Alex Salmond has warned the UK Government that voters will “not tolerate” any delay in providing more powers to the Scottish Parliament.
In his first appearance at Holyrood since last Thursday’s defeat in the independence referendum, he said the Scottish Parliament had a responsibility to ensure pledges were met.
When Mr Salmond announced his intention to stand down on Friday, he accused David Cameron of backpedaling on the timetable for further devolution.
He said the prime minister told him that further powers for the Scottish Parliament could only be introduced at the same pace as for the rest of the UK.
Mr Salmond said that would have thrown the whole devolution process being overseen by Lord Smith into “delay and confusion”.
MSPs heard the situation had now changed and the UK Government recognised the importance of meeting its commitment.
Echoing his resignation speech, Mr Salmond said the Scottish Parliament must “hold Westminster’s feet to the fire to ensure the pledges are met”.

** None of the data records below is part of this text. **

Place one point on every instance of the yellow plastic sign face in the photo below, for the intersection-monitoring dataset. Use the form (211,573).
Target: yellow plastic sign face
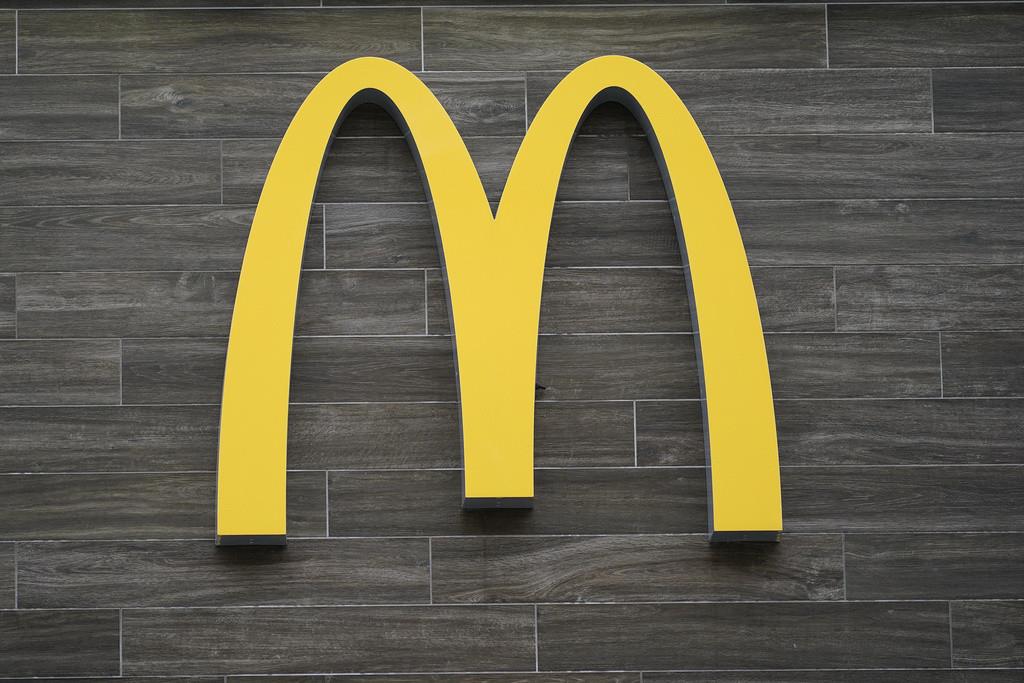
(494,267)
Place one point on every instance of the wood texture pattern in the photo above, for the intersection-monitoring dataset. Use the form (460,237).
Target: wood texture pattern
(570,501)
(59,372)
(219,41)
(109,438)
(37,643)
(200,304)
(659,568)
(665,38)
(163,172)
(792,100)
(905,635)
(930,298)
(7,575)
(8,42)
(134,238)
(987,634)
(904,499)
(926,35)
(939,566)
(207,105)
(177,572)
(979,99)
(57,507)
(8,318)
(811,167)
(873,155)
(255,640)
(983,365)
(58,107)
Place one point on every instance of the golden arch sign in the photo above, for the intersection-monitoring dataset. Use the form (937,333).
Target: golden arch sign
(494,266)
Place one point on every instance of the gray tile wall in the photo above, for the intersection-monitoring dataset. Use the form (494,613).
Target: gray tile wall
(876,156)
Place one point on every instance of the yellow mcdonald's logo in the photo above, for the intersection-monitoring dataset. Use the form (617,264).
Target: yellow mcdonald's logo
(494,265)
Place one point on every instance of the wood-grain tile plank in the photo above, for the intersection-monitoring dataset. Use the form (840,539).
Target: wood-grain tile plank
(344,436)
(110,172)
(200,304)
(324,370)
(928,566)
(58,108)
(67,507)
(930,297)
(988,634)
(927,431)
(136,41)
(526,677)
(59,372)
(978,99)
(567,501)
(382,169)
(616,367)
(135,238)
(59,642)
(536,38)
(869,166)
(586,233)
(8,301)
(649,300)
(847,676)
(337,639)
(197,573)
(109,438)
(926,35)
(983,364)
(8,42)
(895,432)
(381,236)
(904,499)
(7,581)
(658,568)
(792,100)
(262,104)
(875,232)
(648,636)
(844,366)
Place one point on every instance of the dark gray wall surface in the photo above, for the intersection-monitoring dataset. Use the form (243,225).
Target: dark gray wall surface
(876,157)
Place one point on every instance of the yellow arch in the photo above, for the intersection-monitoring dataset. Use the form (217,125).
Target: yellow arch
(494,270)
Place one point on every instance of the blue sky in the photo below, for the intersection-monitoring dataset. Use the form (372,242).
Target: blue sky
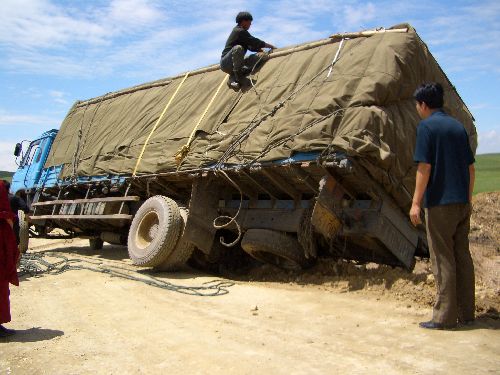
(55,52)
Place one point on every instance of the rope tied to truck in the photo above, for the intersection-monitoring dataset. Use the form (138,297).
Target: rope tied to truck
(38,264)
(254,124)
(139,159)
(184,150)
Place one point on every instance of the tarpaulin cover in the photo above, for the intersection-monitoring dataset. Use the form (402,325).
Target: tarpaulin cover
(373,81)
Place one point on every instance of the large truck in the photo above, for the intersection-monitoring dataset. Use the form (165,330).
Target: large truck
(312,157)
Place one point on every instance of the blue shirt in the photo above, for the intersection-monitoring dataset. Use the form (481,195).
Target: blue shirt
(443,143)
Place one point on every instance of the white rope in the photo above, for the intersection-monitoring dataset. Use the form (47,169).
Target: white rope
(335,58)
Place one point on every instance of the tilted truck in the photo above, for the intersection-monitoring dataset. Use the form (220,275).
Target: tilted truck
(313,157)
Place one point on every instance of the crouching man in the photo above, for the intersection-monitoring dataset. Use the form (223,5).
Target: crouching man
(233,61)
(445,179)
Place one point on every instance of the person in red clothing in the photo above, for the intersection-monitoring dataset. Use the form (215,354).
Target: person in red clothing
(9,254)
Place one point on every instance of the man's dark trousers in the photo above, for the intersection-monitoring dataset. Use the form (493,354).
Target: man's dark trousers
(448,238)
(234,60)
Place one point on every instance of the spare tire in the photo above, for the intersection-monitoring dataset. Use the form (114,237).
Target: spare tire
(24,231)
(154,231)
(278,248)
(182,251)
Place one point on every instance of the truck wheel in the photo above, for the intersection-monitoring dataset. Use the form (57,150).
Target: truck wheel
(95,243)
(278,248)
(154,231)
(182,251)
(24,231)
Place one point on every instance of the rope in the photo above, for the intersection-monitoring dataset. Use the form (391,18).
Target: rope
(36,265)
(231,219)
(252,126)
(156,125)
(335,58)
(184,150)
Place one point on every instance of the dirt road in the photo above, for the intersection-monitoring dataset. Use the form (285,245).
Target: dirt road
(81,322)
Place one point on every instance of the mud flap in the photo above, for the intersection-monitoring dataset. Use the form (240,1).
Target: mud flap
(202,211)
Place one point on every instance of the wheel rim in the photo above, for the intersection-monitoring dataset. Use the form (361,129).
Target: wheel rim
(147,230)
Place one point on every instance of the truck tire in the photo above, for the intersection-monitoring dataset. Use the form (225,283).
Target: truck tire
(182,251)
(96,243)
(154,231)
(278,248)
(24,231)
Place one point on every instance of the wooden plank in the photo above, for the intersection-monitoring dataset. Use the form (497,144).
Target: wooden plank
(88,217)
(281,184)
(305,178)
(245,188)
(259,186)
(90,200)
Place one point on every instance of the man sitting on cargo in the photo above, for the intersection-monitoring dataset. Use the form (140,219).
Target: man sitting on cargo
(233,61)
(445,179)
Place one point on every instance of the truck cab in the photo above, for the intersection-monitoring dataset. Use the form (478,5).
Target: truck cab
(27,176)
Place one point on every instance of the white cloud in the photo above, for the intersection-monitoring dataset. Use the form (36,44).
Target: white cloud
(489,142)
(17,119)
(7,158)
(58,96)
(358,16)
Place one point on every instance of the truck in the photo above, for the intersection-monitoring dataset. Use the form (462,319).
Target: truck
(311,158)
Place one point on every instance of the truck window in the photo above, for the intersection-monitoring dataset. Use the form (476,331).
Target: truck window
(28,158)
(39,152)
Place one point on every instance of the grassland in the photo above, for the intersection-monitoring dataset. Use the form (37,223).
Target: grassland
(487,173)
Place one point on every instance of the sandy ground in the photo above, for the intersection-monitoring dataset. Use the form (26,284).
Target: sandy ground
(81,322)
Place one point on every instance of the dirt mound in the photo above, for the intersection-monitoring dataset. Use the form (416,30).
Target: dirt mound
(485,219)
(415,287)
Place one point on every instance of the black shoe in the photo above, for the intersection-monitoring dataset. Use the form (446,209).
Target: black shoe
(5,332)
(467,322)
(233,84)
(245,70)
(433,325)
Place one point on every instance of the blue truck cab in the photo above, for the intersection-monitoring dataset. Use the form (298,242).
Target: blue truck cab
(28,175)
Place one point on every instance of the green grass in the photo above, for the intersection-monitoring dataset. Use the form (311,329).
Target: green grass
(487,173)
(4,175)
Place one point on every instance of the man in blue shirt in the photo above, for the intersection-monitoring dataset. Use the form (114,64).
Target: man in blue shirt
(445,181)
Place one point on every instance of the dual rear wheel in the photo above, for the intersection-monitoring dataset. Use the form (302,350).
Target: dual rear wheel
(156,235)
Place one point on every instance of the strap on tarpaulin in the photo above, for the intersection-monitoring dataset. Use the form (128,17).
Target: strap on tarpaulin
(156,125)
(183,151)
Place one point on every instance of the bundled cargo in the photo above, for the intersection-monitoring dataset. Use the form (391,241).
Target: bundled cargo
(313,156)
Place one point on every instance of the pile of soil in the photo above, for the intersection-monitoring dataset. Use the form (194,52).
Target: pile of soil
(412,287)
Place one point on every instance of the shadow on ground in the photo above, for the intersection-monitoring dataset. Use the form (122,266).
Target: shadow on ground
(34,334)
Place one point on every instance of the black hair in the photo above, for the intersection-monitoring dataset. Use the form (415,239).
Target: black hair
(7,184)
(243,16)
(430,94)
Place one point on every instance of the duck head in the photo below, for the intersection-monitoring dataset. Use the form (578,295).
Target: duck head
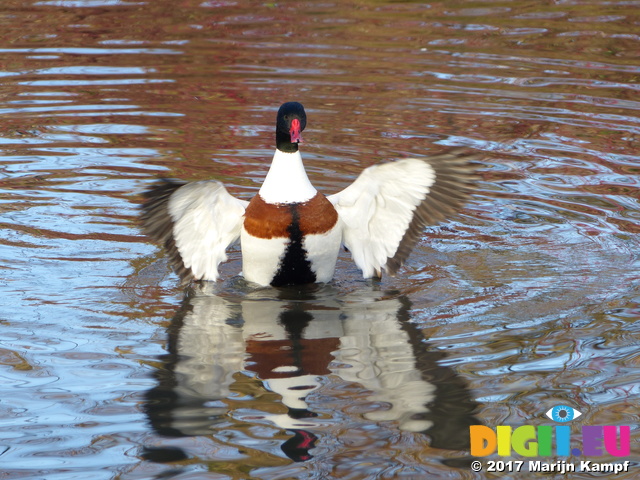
(290,123)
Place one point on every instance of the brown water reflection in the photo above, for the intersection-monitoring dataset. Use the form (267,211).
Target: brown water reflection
(528,300)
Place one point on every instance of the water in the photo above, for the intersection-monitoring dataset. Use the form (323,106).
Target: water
(529,299)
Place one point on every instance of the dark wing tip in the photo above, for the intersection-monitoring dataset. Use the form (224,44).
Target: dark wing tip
(158,225)
(456,179)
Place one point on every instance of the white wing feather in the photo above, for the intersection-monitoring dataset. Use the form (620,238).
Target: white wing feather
(378,207)
(206,220)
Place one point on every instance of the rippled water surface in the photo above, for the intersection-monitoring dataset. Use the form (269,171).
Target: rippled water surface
(529,299)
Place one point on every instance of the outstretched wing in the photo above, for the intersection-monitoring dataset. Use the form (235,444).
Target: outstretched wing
(385,210)
(195,222)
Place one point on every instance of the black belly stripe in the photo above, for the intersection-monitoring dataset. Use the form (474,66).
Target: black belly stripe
(295,267)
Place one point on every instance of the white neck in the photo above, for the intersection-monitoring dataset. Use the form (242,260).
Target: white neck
(286,181)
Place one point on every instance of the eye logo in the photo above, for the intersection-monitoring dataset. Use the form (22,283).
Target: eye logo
(563,413)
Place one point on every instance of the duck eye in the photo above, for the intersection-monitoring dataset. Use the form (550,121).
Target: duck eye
(562,413)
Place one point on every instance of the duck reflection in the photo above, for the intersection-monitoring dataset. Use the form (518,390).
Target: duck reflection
(276,347)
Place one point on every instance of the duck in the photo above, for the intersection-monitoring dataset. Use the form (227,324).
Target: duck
(292,234)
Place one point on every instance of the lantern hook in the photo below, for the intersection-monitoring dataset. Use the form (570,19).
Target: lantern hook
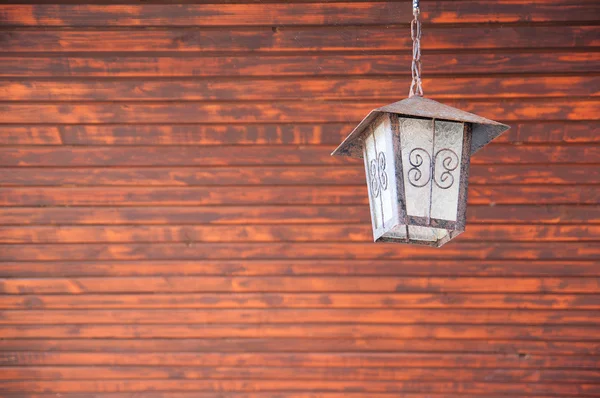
(416,87)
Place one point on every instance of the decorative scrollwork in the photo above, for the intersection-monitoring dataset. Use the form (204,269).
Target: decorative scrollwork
(379,179)
(415,174)
(449,161)
(445,158)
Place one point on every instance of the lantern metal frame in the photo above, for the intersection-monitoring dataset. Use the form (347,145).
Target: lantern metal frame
(477,132)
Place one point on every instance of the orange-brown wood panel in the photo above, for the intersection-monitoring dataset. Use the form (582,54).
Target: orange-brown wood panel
(521,348)
(354,13)
(292,39)
(172,223)
(202,65)
(257,214)
(272,112)
(308,360)
(538,132)
(329,88)
(304,300)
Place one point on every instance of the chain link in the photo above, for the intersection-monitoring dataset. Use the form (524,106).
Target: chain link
(416,87)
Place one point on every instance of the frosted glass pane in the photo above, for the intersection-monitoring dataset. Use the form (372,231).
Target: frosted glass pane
(370,158)
(448,145)
(416,140)
(385,169)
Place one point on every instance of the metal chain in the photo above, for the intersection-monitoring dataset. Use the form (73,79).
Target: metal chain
(416,87)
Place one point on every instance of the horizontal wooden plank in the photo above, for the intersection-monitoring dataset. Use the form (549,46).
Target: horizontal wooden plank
(293,89)
(352,38)
(296,283)
(346,13)
(287,112)
(565,390)
(304,300)
(309,360)
(278,233)
(295,316)
(282,195)
(264,155)
(292,373)
(523,349)
(456,331)
(277,134)
(348,251)
(280,394)
(242,215)
(102,65)
(278,175)
(291,267)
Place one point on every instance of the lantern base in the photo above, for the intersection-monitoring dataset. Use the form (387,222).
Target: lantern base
(420,235)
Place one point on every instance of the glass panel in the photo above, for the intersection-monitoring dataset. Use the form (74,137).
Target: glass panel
(448,143)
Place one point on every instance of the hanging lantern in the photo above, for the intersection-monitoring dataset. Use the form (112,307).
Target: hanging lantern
(417,153)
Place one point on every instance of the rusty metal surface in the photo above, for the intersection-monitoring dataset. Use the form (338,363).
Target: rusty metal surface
(483,130)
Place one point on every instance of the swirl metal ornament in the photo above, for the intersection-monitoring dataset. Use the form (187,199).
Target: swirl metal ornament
(415,175)
(449,162)
(445,158)
(379,179)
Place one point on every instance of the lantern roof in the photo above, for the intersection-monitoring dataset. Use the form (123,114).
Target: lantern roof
(484,130)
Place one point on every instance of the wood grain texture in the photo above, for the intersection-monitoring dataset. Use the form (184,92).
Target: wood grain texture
(287,112)
(471,268)
(172,223)
(566,132)
(344,13)
(293,89)
(581,390)
(320,250)
(512,301)
(265,155)
(357,65)
(279,175)
(277,233)
(308,360)
(257,214)
(302,345)
(265,40)
(282,195)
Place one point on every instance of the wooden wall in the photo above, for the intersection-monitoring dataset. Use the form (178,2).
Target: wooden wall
(173,224)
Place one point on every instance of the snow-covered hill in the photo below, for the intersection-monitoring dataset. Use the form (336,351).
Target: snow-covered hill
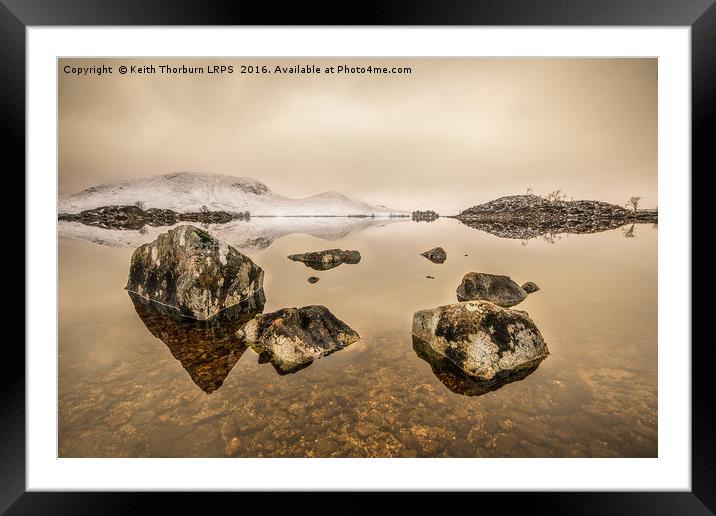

“But all parties should understand, that the true guardians of progress are not the political parties at Westminster, or the parties here at Holyrood, or Lord Smith – they are the energised electorate of this nation, the community of Scotland, who will not brook or tolerate any equivocation or delay,” he said.
Mr Salmond insisted that Scotland was a “better nation” as a result of the referendum.
Nearly the entire Scottish electorate – 97% – registered to vote with 85% taking part in the ballot.
Mr Salmond said “Scotland now has the most politically engaged population in Western Europe and one of the most engaged of any country anywhere in the democratic world.”
For the first time 16 and 17-year-olds were allowed to take part in a national ballot.
Mr Salmond said there was now an “unanswerable case” for this age right to be given the right to vote in all UK elections, as he called for the voting age to be lowered in time for next year’s General Election.
“There is not a shred of evidence for arguing now 16 and 17-year-olds should not be allowed to vote,” he said.
“Their engagement in this debate, this great constitutional debate, was second to none. They proved themselves to be the serious, passionate and committed citizens we always believed they should be.”